Tyrosine (Y14) phosphorylation of caveolin-1 represents a functional switch regulating the interaction of the scaffold protein with signaling partners in various cell types [60,61,62]. Our in vitro data demonstrated that the interaction between caveolin-1 and recoverin can be regulated by such phosphorylation, which diminishes the affinity of their signaling complex. Notably, in recoverin-expressing photoreceptor cells of the mature retina, caveolin-1 and P-caveolin-1 display different localization: the former is present in IS and cell bodies, whereas the latter is accumulated in OS [31]. Given the light-induced decrease in intracellular calcium and the associated translocation of recoverin from OS to IS (see Section 1), we can suggest that under normal conditions, a considerable part of recoverin will be bound to non-phosphorylated caveolin-1 in the IS. Yet, the retina is highly vulnerable to photo-oxidative stress, a crucial factor in AMD pathogenesis [22]. The stress will trigger the formation of dRec [34,35], which might be accelerated by an increased concentration of free zinc (see Figure 4B) characteristic of light-adapted photoreceptors [63]. These conditions might disturb the well-known mechanism of light-induced translocation of recoverin in photoreceptors [19] by retaining it in OS due to the increased affinity of dRec and other oxidized forms of the protein to P-caveolin-1. The ability of dRec to constitutively inhibit GRK1 in OS might slow down rhodopsin desensitization in the light, thereby further promoting oxidative stress and inducing apoptosis of photoreceptors (Figure 7), the major driving forces of AMD [5,35].
In general, the increased affinity of oxidized recoverin to caveolin-1 could be related to the segregation function of the caveolae [64]. Indeed, oxidized monomer (C39D mutant) of recoverin and dRec are characterized by altered function, lower structural stability, and increased susceptibility to aggregation [34,35,37] and accumulation of these aberrant forms in photoreceptor caveolae/DRMs would segregate them from the reduced protein. Caveolin-1 is permanently utilized by the formation of 8S caveolar complexes followed by ubiquitination and proteasomal degradation [65]. Thus, the selective recognition and labeling of the oxidized forms of recoverin via interaction with caveolin-1 can mediate their recycling in the cell. Even so, the overload with these proteins of caveolae/DRMs of OS can trigger the rapid implementation of the abovementioned mechanism of photoreceptor apoptosis, promoting the development of AMD.

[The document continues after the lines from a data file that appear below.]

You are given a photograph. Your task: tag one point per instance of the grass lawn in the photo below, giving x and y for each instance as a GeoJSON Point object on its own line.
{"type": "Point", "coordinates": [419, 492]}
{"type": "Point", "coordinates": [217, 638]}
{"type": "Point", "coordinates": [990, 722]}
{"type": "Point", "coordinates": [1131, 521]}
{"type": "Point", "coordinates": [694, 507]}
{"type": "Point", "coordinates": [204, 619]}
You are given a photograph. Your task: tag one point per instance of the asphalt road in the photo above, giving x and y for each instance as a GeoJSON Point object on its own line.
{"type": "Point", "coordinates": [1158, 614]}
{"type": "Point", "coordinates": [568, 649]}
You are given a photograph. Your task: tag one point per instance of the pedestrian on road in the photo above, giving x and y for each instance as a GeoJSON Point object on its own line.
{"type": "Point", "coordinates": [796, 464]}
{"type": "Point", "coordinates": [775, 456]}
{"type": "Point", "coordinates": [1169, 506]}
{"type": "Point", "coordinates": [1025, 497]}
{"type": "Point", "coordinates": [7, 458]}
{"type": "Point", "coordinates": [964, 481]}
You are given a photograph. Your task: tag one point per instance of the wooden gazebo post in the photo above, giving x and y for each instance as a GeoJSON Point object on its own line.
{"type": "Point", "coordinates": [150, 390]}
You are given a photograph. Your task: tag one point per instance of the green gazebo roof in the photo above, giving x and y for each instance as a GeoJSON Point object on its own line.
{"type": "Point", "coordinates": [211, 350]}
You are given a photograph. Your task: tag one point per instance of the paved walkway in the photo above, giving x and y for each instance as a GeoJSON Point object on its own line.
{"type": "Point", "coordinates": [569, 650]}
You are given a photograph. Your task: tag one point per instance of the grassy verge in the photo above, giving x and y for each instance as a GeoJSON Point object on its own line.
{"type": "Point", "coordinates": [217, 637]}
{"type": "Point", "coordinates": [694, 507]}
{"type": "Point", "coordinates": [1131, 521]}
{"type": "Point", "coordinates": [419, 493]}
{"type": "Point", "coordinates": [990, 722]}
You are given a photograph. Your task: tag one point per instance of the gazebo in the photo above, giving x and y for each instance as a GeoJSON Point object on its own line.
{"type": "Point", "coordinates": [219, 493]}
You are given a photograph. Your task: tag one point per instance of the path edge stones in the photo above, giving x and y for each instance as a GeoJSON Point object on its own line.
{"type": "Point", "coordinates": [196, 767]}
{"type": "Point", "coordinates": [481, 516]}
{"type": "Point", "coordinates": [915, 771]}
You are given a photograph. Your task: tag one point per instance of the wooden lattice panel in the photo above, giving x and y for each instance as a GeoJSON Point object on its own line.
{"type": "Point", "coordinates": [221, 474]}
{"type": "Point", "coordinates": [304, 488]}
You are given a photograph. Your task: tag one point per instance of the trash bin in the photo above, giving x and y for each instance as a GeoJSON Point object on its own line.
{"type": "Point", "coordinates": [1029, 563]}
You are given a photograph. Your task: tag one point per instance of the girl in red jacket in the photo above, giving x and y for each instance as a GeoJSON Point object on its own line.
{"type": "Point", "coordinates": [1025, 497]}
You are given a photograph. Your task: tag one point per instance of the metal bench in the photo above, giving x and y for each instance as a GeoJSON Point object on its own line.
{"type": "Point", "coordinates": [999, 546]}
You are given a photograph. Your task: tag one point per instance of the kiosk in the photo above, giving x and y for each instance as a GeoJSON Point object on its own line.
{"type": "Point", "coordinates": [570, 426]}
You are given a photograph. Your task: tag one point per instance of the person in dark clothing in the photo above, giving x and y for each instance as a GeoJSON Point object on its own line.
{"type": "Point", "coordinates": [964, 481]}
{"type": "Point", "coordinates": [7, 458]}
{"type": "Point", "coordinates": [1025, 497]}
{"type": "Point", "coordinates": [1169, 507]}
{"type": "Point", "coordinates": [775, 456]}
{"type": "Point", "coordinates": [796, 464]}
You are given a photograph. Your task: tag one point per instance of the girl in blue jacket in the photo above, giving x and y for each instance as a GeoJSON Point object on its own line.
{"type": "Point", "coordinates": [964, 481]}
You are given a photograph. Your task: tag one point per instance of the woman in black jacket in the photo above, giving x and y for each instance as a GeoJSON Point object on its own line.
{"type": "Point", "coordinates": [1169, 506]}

It should be noted that two factors regulating the recoverin–caveolin-1 complex, namely oxidative stress, and alterations in zinc concentration, are linked to each other and represent crucial elements of AMD pathogenesis [66,67]. Although the exact role of zinc in AMD is controversial [68], in general, this disease is associated with zinc deficiency, which deteriorates responses of RPE and photoreceptor cells to oxidative stress, since zinc contributes to the antioxidant defense by being a cofactor of superoxide dismutase (SOD) and upregulating other antioxidant proteins, including metallothioneins (for review, see [67]). Consistently, zinc supplementation protects photoreceptors from light-induced degeneration [27] and stimulates the phagolysosomal activity of RPE towards phototoxic lipofuscin, which is dramatically reduced in AMD [69]. Notably, the phagolysosomal activity of RPE cells is regulated by caveolin-1 [70]. Moreover, genetic depletion of this protein promotes choroidal and retinal neovascularization, a hallmark of wet AMD [71]. Consistently, caveolin-1 was shown to be downregulated in the Bruch membrane/choroid complex of individuals with AMD [72]. Meanwhile, in the RPE cells of AMD patients, expression of caveolin-1 is significantly increased [73] and promotes cellular senescence, thereby contributing to the progression of geographic atrophy in dry AMD [74]. In photoreceptors, AMD-associated alterations in caveolin-1 expression remain so far unspecified, but in the case of a similar increase, it might promote oxidative stress-induced trapping of dRec in OS, thereby exacerbating light-induced apoptosis of these cells.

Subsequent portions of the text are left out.